Imagine another scenario, which I ran across earlier this year in an assessment: I compromise dozens of accounts using this horizontal dictionary attack on a heavily-used site that allows users to store their payment information. Against PCI regulation, the application outputs the full PAN with name, address, exp date, and security code on the "edit my payment information" page. Instead of being mister-good-guy-pen-tester I'm some kid who holds a nasty grudge against this company. Instead of using the payment information to buy a plasma and some air jordans, I dump the user creds and cardholder data on pastebin.com. I don't compromise the web server at all but the company is subject to PCI fines and is mentioned in the news causing some damage to the brand.
Enough with the fear mongering then. What are some simple things we can do to stop this type of thing? As always, I like to see controls at multiple levels, starting at the root cause, so that if one fails, another steps in to save the day. From secure coding (avoiding logic flaws), to CAPTCHAs, and then even WAFs let's break it down:
- Use CAPTCHAs: At the very least, use decent CAPTCHAs on registration and password/username recovery forms.

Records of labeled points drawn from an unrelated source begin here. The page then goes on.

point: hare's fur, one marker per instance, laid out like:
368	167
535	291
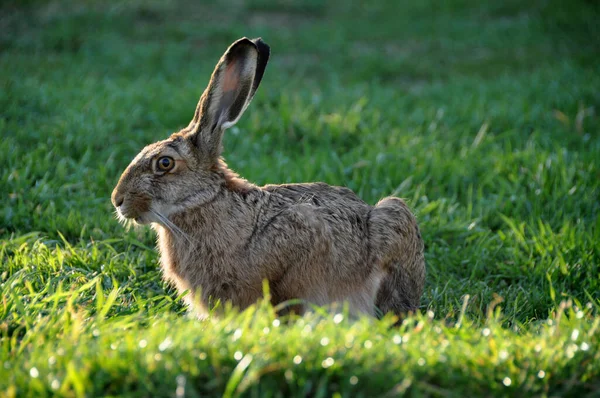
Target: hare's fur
220	236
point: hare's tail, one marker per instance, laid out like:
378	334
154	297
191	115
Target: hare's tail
397	247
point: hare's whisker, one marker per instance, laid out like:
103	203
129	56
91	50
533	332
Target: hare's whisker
171	226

This makes it pretty difficult to get that initial dictionary attack running in order to harvest usernames. I know there are business and useability reasons to avoid CAPTCHAs but use them on your login forms if you can get away with it. CAPTCHAs don't solve underlying vulnerabilities but they prevent automated attacks.
- Be Discerning: Require more than one piece of unique information to initiate password/username recovery. Ask for a username, email address, zip code, and last four digits of a phone number. I remember one utility payment application I assessed that simply asked for a username and zip code. I simply looked up all the zip codes that the utility company serviced, picked a few of the most populated ones, and harvested away.
- Don't Be Too Friendly: Avoid detailed errors about what the user did wrong if possible. On a login form, it definitely is not necessary to provide two different error messages based on whether the username or password were incorrect. For password/username recovery, be generic. "Something went wrong" will suffice most of the time.
- Enforce Password Requirements: Make sure users are required to enter secure passwords. Eight characters or more, with alphanumeric, mixed-case, and special characters required makes my job a lot harder than allowing "123456." You might even go ahead and blacklist really bad passwords. Most really bad passwords won't meet the requirements above but it's worth noting that "P@55w0rd" is not much better than "password."
- Use Two-Factor Auth: If you're serious about protecting your users, use two-factor authentication. It's not all about a physical token any more as there are plenty of other options. They each have their flaws but they do stop this type of attack.
- Lock Them Out: Enforce account lockout after 3-5 invalid login attempts.
- Throttle or Block Offenders: You shouldn't see 1000 or 100 or even 25 HTTP requests/second from the same session. Use your WAF, IPS, or even a web server module to limit concurrent connections if possible.